Can MultiModalMuSig automatically determine number of signatures in a count matrix?

shahcompbio / MultiModalMuSig.jl

A Julia package for extracting mutation signatures using topic models

Other

18 stars 4 forks source link

Can MultiModalMuSig automatically determine number of signatures in a count matrix? #2

Closed WuyangFF95 closed 5 years ago

WuyangFF95 commented 5 years ago

Dear Shah Compbio Lab Members,

I want to run MultiModalMuSig with a matrix file recording mutation counts of certain samples, but I don't know the number of signatures active in these samples.

I have two questions:

Can MultiModalMuSig automatically determine number of signatures (K) in a count matrix? I mean, do you have a function which can choose the best K for me?
If not, I have to rerun MultiModalMuSig for multiple Ks. Do you have a criterion or suggestion to choose the best K among a range of Ks?

Thanks!

funnell commented 5 years ago

Hi @WuyangFF95 ,

Unfortunately no, choosing the best K is difficult and a bit of a dark art (not just for topic models).
One approach you can use is to plot the average per-word log-likelihood values across a range of K and use the elbow method. The fit! functions return the log-likelihood. There are other options for choosing K that you could look into as well, and you could even look at a collection of metrics.

WuyangFF95 commented 5 years ago

Hi @funnell , Can you provide an easy-to-use function to plot the average per-word (per-mutation) log-likelihood? And can you explain a little bit about "the elbow method"? Thanks!

funnell commented 5 years ago

Hi @WuyangFF95,

Say you have your log-likelihood values formatted like the attached file. mmctm_snv_sv_ll.tsv.zip

You could use the following code to plot them using VegaLite

using CSV
using DataFrames
using VegaLite
ll = CSV.read("mmctm_snv_sv_ll.tsv", delim='\t');
ll |> @vlplot(:line, x=:K, y={:Log_likelihood, scale={zero=false}}, row=:Type,
    resolve={scale={y=:independent}})

Make sure you have installed the CSV, DataFrames, and VegaLite packages.

The idea is to choose a number of signatures where adding more signatures doesn't change the log-likelihood very much (or whatever other metric you are using). Unfortunately the best value is still often not very clear! There are lots of other ways to try and find the optimal K, but this is a starting point.
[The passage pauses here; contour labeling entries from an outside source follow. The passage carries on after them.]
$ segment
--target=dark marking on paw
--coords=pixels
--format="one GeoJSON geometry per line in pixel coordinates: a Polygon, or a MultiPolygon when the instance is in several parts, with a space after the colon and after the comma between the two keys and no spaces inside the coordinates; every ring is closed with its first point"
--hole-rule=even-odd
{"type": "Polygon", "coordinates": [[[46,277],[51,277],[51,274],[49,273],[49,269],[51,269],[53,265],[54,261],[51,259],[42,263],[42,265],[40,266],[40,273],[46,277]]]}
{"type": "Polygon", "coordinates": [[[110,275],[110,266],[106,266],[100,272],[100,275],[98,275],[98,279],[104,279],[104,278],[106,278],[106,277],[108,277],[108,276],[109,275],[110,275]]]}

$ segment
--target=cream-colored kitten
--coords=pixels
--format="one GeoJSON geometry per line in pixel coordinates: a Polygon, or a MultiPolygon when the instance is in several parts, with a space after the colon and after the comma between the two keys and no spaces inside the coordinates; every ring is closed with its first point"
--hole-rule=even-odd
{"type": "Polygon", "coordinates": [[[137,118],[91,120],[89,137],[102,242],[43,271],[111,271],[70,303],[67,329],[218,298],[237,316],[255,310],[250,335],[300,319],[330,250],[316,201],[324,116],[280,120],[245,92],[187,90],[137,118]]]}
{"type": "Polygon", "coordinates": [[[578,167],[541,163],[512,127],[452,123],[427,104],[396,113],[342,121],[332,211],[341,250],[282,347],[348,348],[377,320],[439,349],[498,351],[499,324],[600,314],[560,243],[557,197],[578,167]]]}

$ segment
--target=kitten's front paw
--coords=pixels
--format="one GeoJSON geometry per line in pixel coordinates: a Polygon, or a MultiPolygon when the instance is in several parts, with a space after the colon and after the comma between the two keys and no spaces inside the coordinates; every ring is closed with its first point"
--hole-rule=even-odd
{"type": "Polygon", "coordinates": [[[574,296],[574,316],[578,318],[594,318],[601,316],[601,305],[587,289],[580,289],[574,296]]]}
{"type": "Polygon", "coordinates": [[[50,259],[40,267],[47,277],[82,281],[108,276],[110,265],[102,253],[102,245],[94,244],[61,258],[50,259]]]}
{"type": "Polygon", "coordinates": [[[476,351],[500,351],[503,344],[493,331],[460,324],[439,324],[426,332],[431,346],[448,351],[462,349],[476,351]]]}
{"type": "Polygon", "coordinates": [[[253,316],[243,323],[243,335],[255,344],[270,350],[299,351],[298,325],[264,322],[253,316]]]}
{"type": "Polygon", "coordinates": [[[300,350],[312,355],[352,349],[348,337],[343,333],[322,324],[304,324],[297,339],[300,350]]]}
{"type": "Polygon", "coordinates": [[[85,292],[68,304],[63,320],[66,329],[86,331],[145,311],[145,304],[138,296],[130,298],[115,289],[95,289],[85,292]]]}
WuyangFF95 commented 5 years ago

Hi @funnell

Now the question is, to calculate the log-likelihood, I need to know the probability function used in your package. But since I don't know the function, I cannot calculate it.

Can you write the probability function in close form for CTM, MMCTM, and LDA? And also can you tell me the default values of those hyperparameters? You can choose not to disclose these functions if you want to keep them as a secret.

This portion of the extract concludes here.